Lo schema di Hamas in questi casi è sempre lo stesso: si provoca Israele, Israele reagisce, parte il conteggio delle vittime palestinesi, la comunità internazionale dopo un po' arriva ad imporre una trattativa e una tregua, Hamas si siede al tavolo, ottiene qualcosa (in genere un po' di prigionieri) e torna a Gaza festeggiata dai mortaretti della vittoria. Così per un po' placa i cittadini impoveriti e scontenti e le frange più estreme, mentre lascia a Fatah il ruolo dei moderati inconcludenti.
La riluttanza di Gerusalemme ad intervenire a tappeto è stata evidente a tutti: proposte di tregua, avvisi preliminari alla popolazione palestinese, appelli alla pace persino delle madri dei tre ragazzi uccisi. Mentre l'ostinazione di Hamas nello svuotare i suoi arsenali missilistici ha non solo messo in evidenza il paradosso di uno dei paesi arabi più poveri del mondo (secondo solo al Sudan) impegnato in un immane sforzo militare senza scopo, ma ha anche dato concretezza al "diritto di Israele a difendersi": quei missili erano lanciati per sterminare e - grazie alla loro gittata - avrebbero potuto fare migliaia di vittime. In questo contesto anche il conteggio delle vittime palestinesi ha tardato a produrre l'effetto sperato: mettere in difficoltà il governo israeliano e smuovere il solito meccanismo di condanna generale. Per questo i missili continuavano e continuano a volare, per aggiungere ogni giorno un “più”a quella lista.
Ma Hamas ha fatto altri errori di valutazione. Per cominciare, l'orrore per assassinio dei tre ragazzi israeliani ha alzato di molto la soglia di tolleranza della comunità internazionale per la reazione di Israele. Ma sopratutto Hamas non si è reso conto di non essere più al centro del mondo: l'ideologia non basta più a mantenere il conflitto israelo-palestinese al centro della scena, a farne la madre di tutte le guerre. Altre crisi: la Siria, l'Iran, la Libia, l'Ucraina, hanno preso rumorosamente il sopravvento e messo in secondo piano le sorti dello Stato palestinese. Che, per la sua sopravvivenza, vengano uccisi civili, non sembra molto importante per Hamas. Ma la popolazione della Striscia di Gaza è stanca di sofferenze e privazioni e serpeggia il malcontento. Anche perché, dall’avvento del governo di Hamas, la situazione della popolazione è peggiorata. Nell’aprile dello scorso anno, per es., è stata ratificata una nuova legge sull’educazione. Il Consiglio della Shura, a stragrande maggioranza islamista, ha votato sì alla segregazione di maschi e femmine nella scuola primaria e secondaria, e impedito agli insegnanti di istruire gli alunni di sesso opposto. “Hanno già iniziato a controllarci con tutti i mezzi possibili – afferma Nabila, ex-insegnante e studentessa all’Università di Aqsa - Ci monitorano quando parliamo con i nostri compagni e ci umiliano se non vestiamo secondo i loro dettami. Dei giovani sono stati pubblicamente rasati e ad alcune ragazze sono stati imbrattati i vestiti con bombolette spray”.

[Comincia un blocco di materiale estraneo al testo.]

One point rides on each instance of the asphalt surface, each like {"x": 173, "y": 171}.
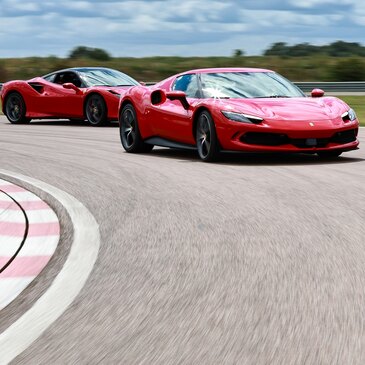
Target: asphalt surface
{"x": 253, "y": 260}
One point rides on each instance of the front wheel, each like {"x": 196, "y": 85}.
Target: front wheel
{"x": 15, "y": 109}
{"x": 96, "y": 110}
{"x": 129, "y": 132}
{"x": 206, "y": 138}
{"x": 329, "y": 154}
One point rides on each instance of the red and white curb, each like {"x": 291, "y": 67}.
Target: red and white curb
{"x": 67, "y": 284}
{"x": 29, "y": 234}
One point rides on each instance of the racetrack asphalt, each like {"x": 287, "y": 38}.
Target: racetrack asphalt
{"x": 257, "y": 259}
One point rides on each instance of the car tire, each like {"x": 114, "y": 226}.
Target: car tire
{"x": 96, "y": 111}
{"x": 206, "y": 138}
{"x": 15, "y": 109}
{"x": 130, "y": 136}
{"x": 329, "y": 154}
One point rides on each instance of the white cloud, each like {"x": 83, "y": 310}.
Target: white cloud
{"x": 173, "y": 27}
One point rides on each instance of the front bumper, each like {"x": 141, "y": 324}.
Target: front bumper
{"x": 299, "y": 136}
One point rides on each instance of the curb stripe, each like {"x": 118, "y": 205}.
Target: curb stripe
{"x": 12, "y": 188}
{"x": 34, "y": 230}
{"x": 67, "y": 284}
{"x": 27, "y": 205}
{"x": 23, "y": 266}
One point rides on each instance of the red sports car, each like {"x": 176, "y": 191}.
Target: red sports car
{"x": 81, "y": 93}
{"x": 235, "y": 109}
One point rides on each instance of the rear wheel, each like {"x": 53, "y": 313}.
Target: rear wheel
{"x": 329, "y": 154}
{"x": 206, "y": 138}
{"x": 15, "y": 109}
{"x": 129, "y": 132}
{"x": 96, "y": 110}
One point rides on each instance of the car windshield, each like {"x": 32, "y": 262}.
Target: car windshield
{"x": 248, "y": 85}
{"x": 105, "y": 77}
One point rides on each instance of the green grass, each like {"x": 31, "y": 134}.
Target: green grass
{"x": 358, "y": 104}
{"x": 354, "y": 101}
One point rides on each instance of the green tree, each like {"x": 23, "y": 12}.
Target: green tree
{"x": 348, "y": 69}
{"x": 88, "y": 52}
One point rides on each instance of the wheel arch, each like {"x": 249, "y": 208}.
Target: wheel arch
{"x": 88, "y": 96}
{"x": 196, "y": 114}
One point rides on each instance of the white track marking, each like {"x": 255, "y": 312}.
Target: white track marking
{"x": 14, "y": 286}
{"x": 67, "y": 284}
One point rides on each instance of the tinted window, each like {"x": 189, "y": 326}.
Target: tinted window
{"x": 247, "y": 85}
{"x": 67, "y": 77}
{"x": 105, "y": 77}
{"x": 49, "y": 78}
{"x": 188, "y": 84}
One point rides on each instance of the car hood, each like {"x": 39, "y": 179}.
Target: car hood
{"x": 303, "y": 108}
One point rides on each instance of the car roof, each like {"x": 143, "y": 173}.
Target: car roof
{"x": 77, "y": 69}
{"x": 226, "y": 69}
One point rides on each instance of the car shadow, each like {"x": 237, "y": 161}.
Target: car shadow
{"x": 248, "y": 158}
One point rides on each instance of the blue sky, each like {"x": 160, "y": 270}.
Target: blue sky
{"x": 174, "y": 27}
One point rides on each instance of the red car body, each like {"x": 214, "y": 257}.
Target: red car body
{"x": 64, "y": 94}
{"x": 167, "y": 116}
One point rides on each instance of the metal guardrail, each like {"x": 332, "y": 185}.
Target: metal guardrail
{"x": 338, "y": 87}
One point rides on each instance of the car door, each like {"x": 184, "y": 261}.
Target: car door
{"x": 61, "y": 102}
{"x": 170, "y": 119}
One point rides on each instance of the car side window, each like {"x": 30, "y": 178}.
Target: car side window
{"x": 50, "y": 78}
{"x": 65, "y": 77}
{"x": 188, "y": 84}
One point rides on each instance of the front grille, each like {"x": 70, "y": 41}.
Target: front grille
{"x": 345, "y": 136}
{"x": 278, "y": 139}
{"x": 265, "y": 139}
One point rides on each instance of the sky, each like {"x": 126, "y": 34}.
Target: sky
{"x": 126, "y": 28}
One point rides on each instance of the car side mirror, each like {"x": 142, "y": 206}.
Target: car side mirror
{"x": 178, "y": 95}
{"x": 71, "y": 86}
{"x": 317, "y": 93}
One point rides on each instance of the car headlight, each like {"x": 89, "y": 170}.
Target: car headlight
{"x": 240, "y": 117}
{"x": 349, "y": 115}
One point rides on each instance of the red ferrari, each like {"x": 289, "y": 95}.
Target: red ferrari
{"x": 235, "y": 109}
{"x": 91, "y": 93}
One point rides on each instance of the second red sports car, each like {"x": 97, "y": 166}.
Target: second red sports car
{"x": 80, "y": 93}
{"x": 235, "y": 109}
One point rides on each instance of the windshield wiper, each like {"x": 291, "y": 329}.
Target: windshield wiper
{"x": 271, "y": 96}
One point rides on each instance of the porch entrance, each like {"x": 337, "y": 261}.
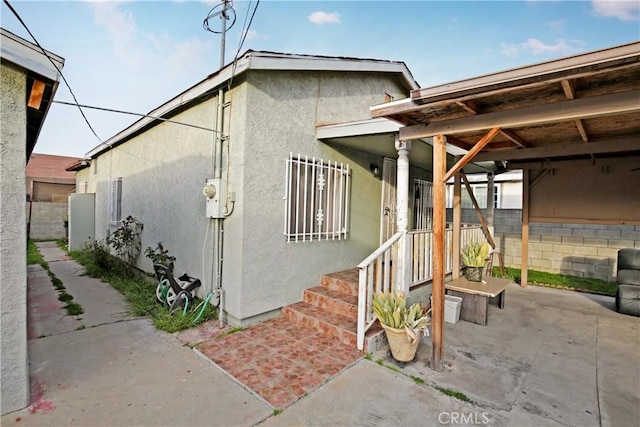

Nella Striscia e in Cisgiordania, le istituzioni scolastiche si suddividono in tre categorie. Le scuole private, spesso supportate da enti cristiani, contano un 5% degli studenti totali e la divisione di genere avviene dopo la dodicesima classe. Le scuole governative hanno i bambini segregati dal principio. Le scuole dell’UNRWA, l’Agenzia dell’Onu che assiste i profughi palestinesi, hanno, invece, classi divise dal quinto anno e istruzione garantita fino al nono anno di scuola. Sono queste due ultime istituzioni a dividersi equamente la fetta maggioritaria di alunni della Striscia.
Anche il sistema universitario si divide in istituti governativi, semi-pubblici e privati. I primi, come l’Università di Aqsa, rispecchiano le politiche del ministero dell’Educazione e hanno già introdotto l’uso obbligatorio del velo per le studentesse e la quasi totale segregazione dei sessi. I secondi, come l’Università di Azhar, sono supportati dai fondi dell’Autorità palestinese ma sono indipendenti nella scelta dei programmi. “Le scuole primarie e secondarie di Cisgiordania e Gaza dovrebbero essere omogenee perché il programma è deciso da un comitato congiunto – spiega Mukhaimer Abo Saada, professore di Scienze politiche all’Università di Azhar – In realtà, nella Striscia tutto si gioca sull’enfasi che gli insegnanti danno a certi temi, a discapito di altri”. Dal 2007, in particolare, il governo di Hamas ha sostituito migliaia di insegnanti qualificati, allineati però con il partito di Fatah, con giovani senza esperienza dalle spiccate tendenze islamiste.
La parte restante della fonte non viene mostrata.